Trent ne fait que son métier, mais il le fait bien... Son métier consiste à interroger des suspects. Avec patience, intelligence, tact et malice, avec art. Jusqu'à ce qu'ils avouent leur crime...
Une petite fille vient d'être assassinée, l'enquête n'a mené à aucun suspect et n'a rassemblé aucune preuve. La police fait alors appel à Trent ...
Mon avis :
C'est un livre qui ne m'a pas laissée indifférente, au contraire ... Je ne l'oublierai pas. L'intrigue est très bien construite et on est en permanance sous tension, sous pression. On est avide de savoir le dénouement de l'histoire et une fois qu'on l'a ... Je vous conseille fermement ce livre et tous ceux de ce super auteur. Celui-ci est sa dernière composition.
Dans quelques jours, Eric Poole sera libéré du centre de détention pour mineurs où il a été incarcéré pendant trois ans pour le double meurtre de sa mère et de son beau-père. L'inspecteur Proctor pense qu'il a peut-être tué d'autres personnes, des jeunes filles, mais il n'a aucune preuve. Il est décidé à le surveiller de très près. Une autre personne va guetter les faits et gestes d'Eric. Elle s'appelle Lori. Elle a rencontré Eric une fois, le jour de ses douze ans. Elle pense qu'il lui a peut-être sauvé la vie, ce jour-là. Elle est en fugue mais elle ne quittera pas la ville avant de l'avoir revu. Elle est prête à l'aimer, elle l'aime déjà.
Mon avis :
C'est aussi un de mes livres préférés. Un peu tordu, avec des détails surprenants (je pense au trou dans la bouche du chanteur ... :p) J'aime la fatalité de ce roman. J'aime le fait que Lori aime Eric. J'aime toute l'histoire.
Les véritables héros de ces neuf nouvelles, ce sont les pères. Pères courageux et meurtris de l'époque de la Grande Dépression, pères prospères et conquérants des années soixante-dix... Pères travailleurs, hâbleurs, buveurs, et bons vivants. Pères taiseux, maladroits, pleins de faux pas et de regrets. Père mystérieux et amoureux sur qui son fils mène une enquête attendrie. Père raté et divorcé qui ne sait pas dire à sa petite fille qu'il l'aime. Père vieillissant et nostalgique qui ne veut pas voir sa grande fille quitter la maison pour la fac et la vraie vie. Père raciste et intolérant qui finit par reconnaître que la fiancée de son fils n'est pas qu'une ennemie héréditaire. Père fidèle et modèle qui se surprend à envier son meilleur ami de tout plaquer pour une fiancée de vingt ans sa cadette... Dans ces neuf nouvelles en partie autobiographiques, Robert Cormier est tantôt le fils, tantôt le père. Et pour la première fois, en avant-propos de chacune, il livre des anecdotes, des souvenirs et des bouts de ficelles de son art.
Mon avis :
Dans celui-ci, ce qui sort un peu de l'ordinaire, c'est qu'on retrouve le point de Cormier, qu'il explique comment il a construit ses nouvelles, quels éléments sont un peu autobiographiques. C'est très chouette à livre, même s'il sort un peu de osn univers, si je puis dire.
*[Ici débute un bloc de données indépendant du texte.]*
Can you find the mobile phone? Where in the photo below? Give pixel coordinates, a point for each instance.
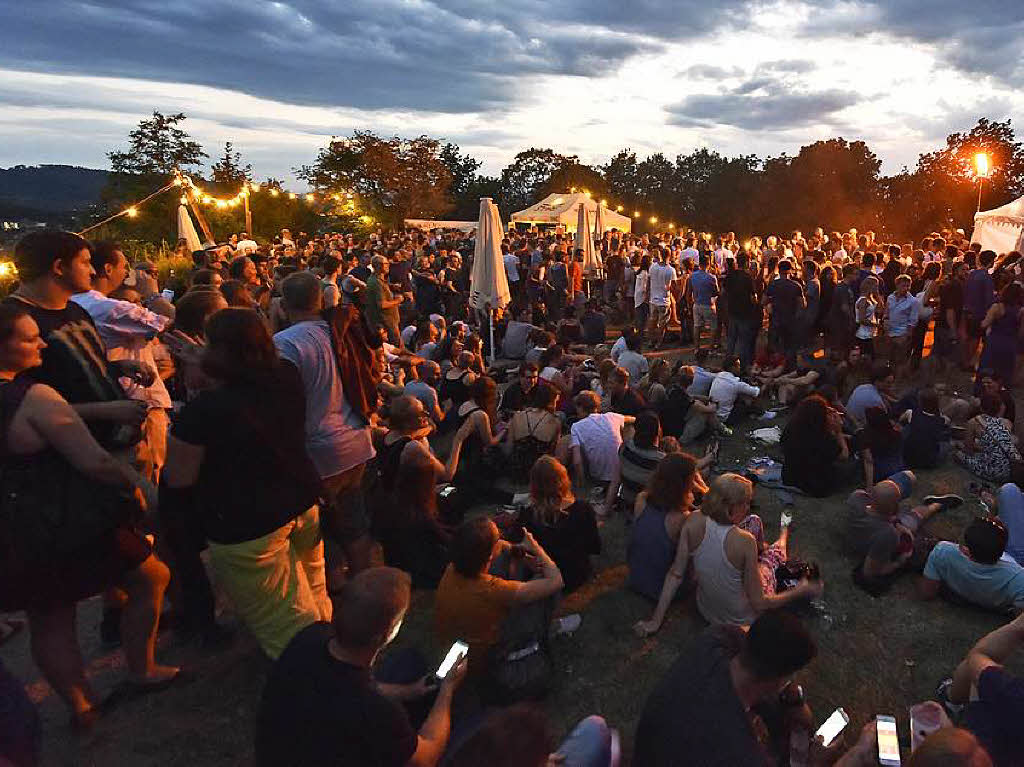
(458, 650)
(833, 726)
(888, 740)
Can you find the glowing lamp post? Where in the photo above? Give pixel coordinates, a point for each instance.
(982, 169)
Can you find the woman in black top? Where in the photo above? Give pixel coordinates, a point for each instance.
(812, 444)
(565, 527)
(241, 446)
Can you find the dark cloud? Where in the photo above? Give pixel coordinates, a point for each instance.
(762, 102)
(448, 55)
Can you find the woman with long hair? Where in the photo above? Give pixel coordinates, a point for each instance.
(814, 448)
(52, 468)
(659, 512)
(237, 456)
(564, 526)
(733, 566)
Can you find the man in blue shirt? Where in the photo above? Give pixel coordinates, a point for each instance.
(977, 570)
(979, 294)
(704, 287)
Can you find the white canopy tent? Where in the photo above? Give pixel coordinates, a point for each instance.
(1000, 229)
(488, 285)
(563, 209)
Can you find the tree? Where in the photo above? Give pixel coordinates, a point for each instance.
(523, 178)
(392, 178)
(229, 170)
(158, 145)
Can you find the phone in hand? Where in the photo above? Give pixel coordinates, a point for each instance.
(833, 726)
(888, 740)
(458, 651)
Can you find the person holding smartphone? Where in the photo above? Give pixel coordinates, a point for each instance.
(324, 704)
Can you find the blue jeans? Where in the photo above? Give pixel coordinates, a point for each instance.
(588, 746)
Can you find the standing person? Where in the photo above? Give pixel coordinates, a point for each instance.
(338, 437)
(381, 307)
(902, 314)
(241, 448)
(1001, 327)
(979, 295)
(743, 312)
(55, 469)
(660, 277)
(704, 288)
(127, 331)
(785, 298)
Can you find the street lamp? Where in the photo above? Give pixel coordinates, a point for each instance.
(982, 169)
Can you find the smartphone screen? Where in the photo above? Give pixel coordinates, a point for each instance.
(888, 740)
(458, 650)
(833, 726)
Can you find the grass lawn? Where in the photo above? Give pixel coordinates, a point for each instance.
(876, 654)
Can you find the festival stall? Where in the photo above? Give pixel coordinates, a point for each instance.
(1000, 229)
(562, 210)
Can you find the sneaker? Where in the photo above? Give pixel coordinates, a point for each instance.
(566, 625)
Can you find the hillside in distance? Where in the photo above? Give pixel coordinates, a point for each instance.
(48, 189)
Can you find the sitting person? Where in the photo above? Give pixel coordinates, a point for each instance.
(978, 570)
(926, 432)
(993, 696)
(532, 432)
(881, 536)
(659, 512)
(684, 415)
(989, 444)
(322, 704)
(518, 736)
(731, 395)
(881, 446)
(565, 527)
(472, 604)
(734, 568)
(814, 448)
(716, 705)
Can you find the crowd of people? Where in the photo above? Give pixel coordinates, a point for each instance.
(311, 428)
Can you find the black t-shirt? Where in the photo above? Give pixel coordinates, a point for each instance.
(75, 364)
(693, 717)
(784, 296)
(320, 711)
(256, 474)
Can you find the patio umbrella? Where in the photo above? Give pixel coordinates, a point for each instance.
(488, 285)
(186, 230)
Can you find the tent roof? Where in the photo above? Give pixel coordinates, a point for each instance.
(563, 208)
(1014, 210)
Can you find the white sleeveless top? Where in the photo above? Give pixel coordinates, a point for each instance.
(721, 598)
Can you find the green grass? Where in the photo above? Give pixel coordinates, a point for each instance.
(876, 654)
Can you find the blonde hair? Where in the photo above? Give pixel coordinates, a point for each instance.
(726, 492)
(549, 488)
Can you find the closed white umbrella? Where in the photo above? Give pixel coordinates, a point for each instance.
(186, 230)
(488, 285)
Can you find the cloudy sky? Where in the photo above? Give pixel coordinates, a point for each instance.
(584, 77)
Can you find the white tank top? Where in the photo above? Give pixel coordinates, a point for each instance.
(721, 598)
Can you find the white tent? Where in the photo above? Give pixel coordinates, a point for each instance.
(1000, 229)
(186, 229)
(585, 241)
(488, 285)
(563, 209)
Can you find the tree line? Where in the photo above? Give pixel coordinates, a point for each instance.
(835, 183)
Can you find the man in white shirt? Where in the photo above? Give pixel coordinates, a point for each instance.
(127, 330)
(595, 438)
(659, 278)
(729, 393)
(338, 438)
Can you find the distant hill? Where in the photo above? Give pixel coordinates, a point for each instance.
(47, 189)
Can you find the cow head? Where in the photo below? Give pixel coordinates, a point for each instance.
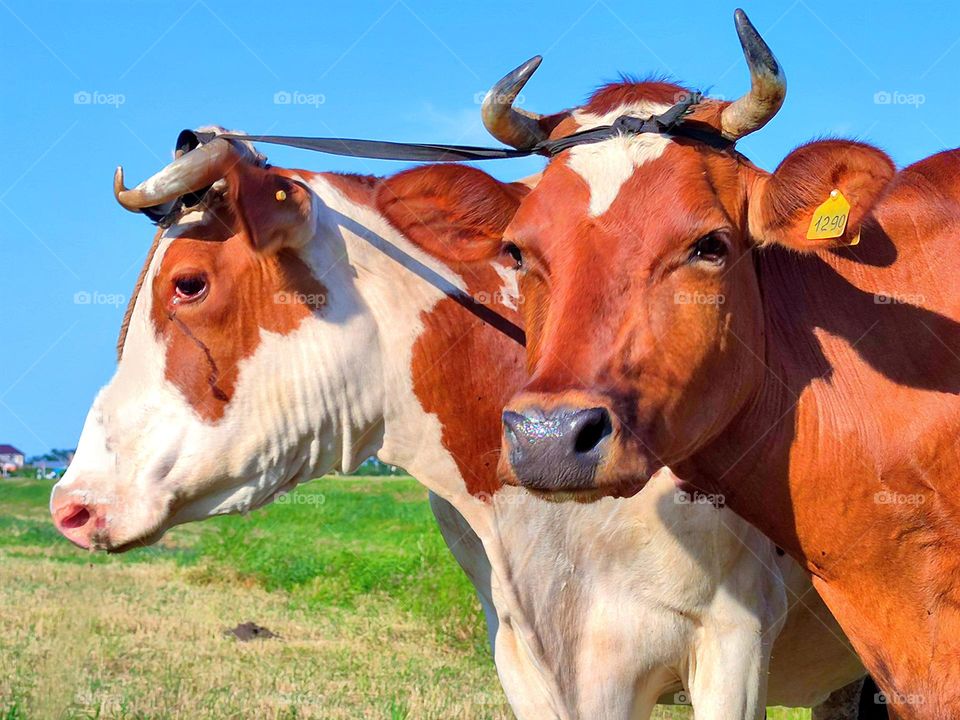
(250, 359)
(644, 315)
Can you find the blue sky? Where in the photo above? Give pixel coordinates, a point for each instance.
(90, 85)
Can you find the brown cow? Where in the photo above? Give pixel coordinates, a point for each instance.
(678, 315)
(290, 322)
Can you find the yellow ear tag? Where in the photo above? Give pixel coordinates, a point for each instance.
(830, 219)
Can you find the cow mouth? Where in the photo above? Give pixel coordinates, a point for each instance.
(587, 495)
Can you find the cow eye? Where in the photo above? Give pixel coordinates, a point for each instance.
(189, 288)
(710, 248)
(514, 252)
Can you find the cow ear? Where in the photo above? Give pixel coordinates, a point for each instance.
(274, 210)
(783, 205)
(455, 213)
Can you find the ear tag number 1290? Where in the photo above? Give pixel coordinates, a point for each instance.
(830, 218)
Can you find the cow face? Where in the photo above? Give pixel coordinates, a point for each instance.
(644, 312)
(235, 366)
(644, 315)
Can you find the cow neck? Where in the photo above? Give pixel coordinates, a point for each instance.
(428, 340)
(857, 417)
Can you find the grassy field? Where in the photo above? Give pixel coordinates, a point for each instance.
(374, 618)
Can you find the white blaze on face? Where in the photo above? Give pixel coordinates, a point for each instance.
(605, 166)
(149, 461)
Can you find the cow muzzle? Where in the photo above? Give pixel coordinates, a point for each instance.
(556, 445)
(94, 521)
(570, 446)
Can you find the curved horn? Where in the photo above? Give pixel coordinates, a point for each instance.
(768, 84)
(189, 172)
(510, 125)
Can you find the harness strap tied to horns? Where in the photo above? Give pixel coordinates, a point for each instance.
(671, 123)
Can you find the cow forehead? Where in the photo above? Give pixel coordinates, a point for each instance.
(606, 166)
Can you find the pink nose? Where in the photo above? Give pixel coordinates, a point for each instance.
(82, 524)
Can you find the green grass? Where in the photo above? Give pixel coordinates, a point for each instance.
(376, 619)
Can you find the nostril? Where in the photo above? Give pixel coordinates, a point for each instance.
(79, 517)
(593, 426)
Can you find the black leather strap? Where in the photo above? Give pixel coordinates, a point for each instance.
(670, 122)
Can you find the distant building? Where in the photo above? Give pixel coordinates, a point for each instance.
(11, 459)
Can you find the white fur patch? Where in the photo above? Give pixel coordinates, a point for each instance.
(605, 166)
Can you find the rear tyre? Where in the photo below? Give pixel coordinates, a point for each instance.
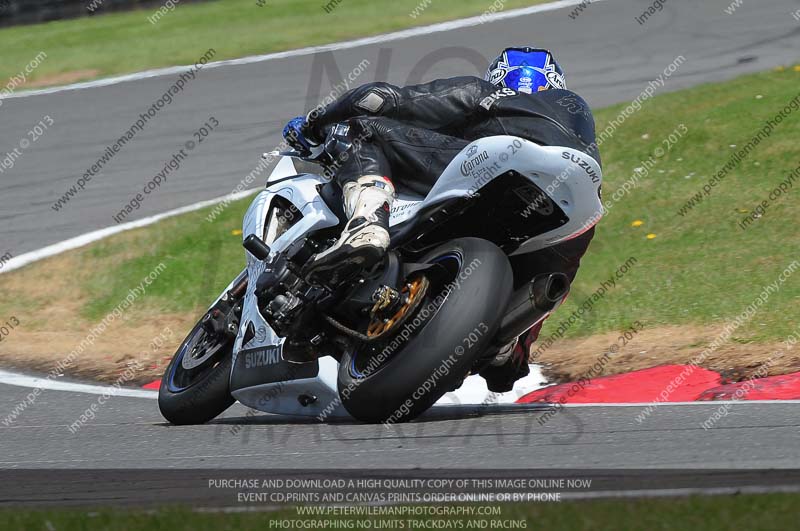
(400, 378)
(195, 387)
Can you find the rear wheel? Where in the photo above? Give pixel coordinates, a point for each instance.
(436, 345)
(195, 387)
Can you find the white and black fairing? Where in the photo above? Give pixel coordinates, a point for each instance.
(513, 192)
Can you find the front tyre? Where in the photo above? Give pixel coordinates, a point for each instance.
(195, 386)
(403, 376)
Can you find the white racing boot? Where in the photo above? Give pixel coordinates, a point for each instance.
(365, 238)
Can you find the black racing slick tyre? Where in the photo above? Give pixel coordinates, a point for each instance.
(396, 380)
(196, 392)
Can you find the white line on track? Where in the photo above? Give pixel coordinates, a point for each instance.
(386, 37)
(22, 380)
(85, 239)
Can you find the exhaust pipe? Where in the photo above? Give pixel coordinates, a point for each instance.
(530, 303)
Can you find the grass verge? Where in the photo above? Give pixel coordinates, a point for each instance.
(693, 273)
(710, 513)
(117, 43)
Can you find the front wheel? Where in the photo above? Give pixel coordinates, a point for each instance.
(435, 348)
(195, 387)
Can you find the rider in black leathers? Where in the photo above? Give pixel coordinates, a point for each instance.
(404, 137)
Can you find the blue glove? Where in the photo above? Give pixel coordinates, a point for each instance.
(294, 134)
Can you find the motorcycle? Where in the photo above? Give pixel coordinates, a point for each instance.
(385, 345)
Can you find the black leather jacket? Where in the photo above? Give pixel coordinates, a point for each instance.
(469, 107)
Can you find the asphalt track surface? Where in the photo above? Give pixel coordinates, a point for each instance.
(130, 433)
(610, 58)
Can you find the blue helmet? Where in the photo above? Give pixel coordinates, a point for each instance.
(526, 70)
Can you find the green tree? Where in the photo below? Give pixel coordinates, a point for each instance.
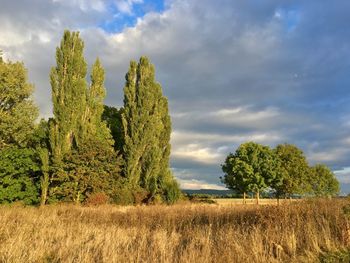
(147, 127)
(19, 175)
(113, 117)
(323, 181)
(17, 110)
(40, 142)
(69, 95)
(19, 171)
(91, 168)
(253, 167)
(80, 140)
(296, 174)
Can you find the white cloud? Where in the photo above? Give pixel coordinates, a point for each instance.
(343, 175)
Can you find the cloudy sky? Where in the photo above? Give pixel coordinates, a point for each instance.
(234, 70)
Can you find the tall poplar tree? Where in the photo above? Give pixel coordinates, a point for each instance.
(82, 146)
(69, 95)
(147, 128)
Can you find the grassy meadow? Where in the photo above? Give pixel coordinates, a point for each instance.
(305, 231)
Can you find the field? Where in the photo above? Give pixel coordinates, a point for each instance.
(305, 231)
(252, 201)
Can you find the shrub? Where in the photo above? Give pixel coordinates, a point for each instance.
(96, 199)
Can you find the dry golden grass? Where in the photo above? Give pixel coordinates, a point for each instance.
(296, 232)
(252, 201)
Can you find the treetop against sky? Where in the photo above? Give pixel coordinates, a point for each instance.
(234, 71)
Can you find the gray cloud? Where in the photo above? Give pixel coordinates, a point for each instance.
(233, 71)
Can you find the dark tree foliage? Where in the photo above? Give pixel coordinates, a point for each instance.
(19, 175)
(113, 117)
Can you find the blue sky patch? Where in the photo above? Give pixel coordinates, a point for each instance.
(117, 20)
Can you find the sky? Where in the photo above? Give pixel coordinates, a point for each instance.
(233, 70)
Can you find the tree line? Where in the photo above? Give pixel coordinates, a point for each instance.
(87, 151)
(284, 170)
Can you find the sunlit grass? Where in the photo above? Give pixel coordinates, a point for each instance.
(293, 232)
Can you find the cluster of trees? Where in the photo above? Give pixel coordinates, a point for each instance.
(86, 149)
(284, 170)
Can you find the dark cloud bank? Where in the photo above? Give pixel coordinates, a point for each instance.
(268, 71)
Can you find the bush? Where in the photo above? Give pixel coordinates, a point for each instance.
(96, 199)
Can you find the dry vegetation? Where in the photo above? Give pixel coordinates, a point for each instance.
(295, 232)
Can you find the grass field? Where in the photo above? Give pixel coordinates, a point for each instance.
(305, 231)
(252, 201)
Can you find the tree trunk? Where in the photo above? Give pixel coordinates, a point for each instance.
(44, 190)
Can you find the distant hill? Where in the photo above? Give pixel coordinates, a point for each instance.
(208, 192)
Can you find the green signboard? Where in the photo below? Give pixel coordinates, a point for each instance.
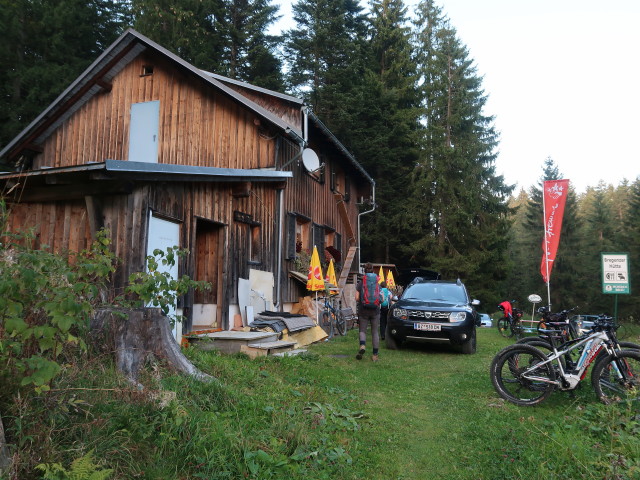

De Cormier, j'ai aussi eu la chance de lire "L'éclipse" une brique très vite dévorée, un super livre, digne de Cormier ; "Je suis le fromage" que j'ai eu du mal à comprendre, mais dont la deuxième lecture m'a bien plu et "Après la première mort" un livre génial avec du terrorisme, de l'amour, des histoires familiales, ...
Voilà, un article en l'hommage de Robert Cormier, un si bon auteur qui m'a permis de m'évader bien des fois.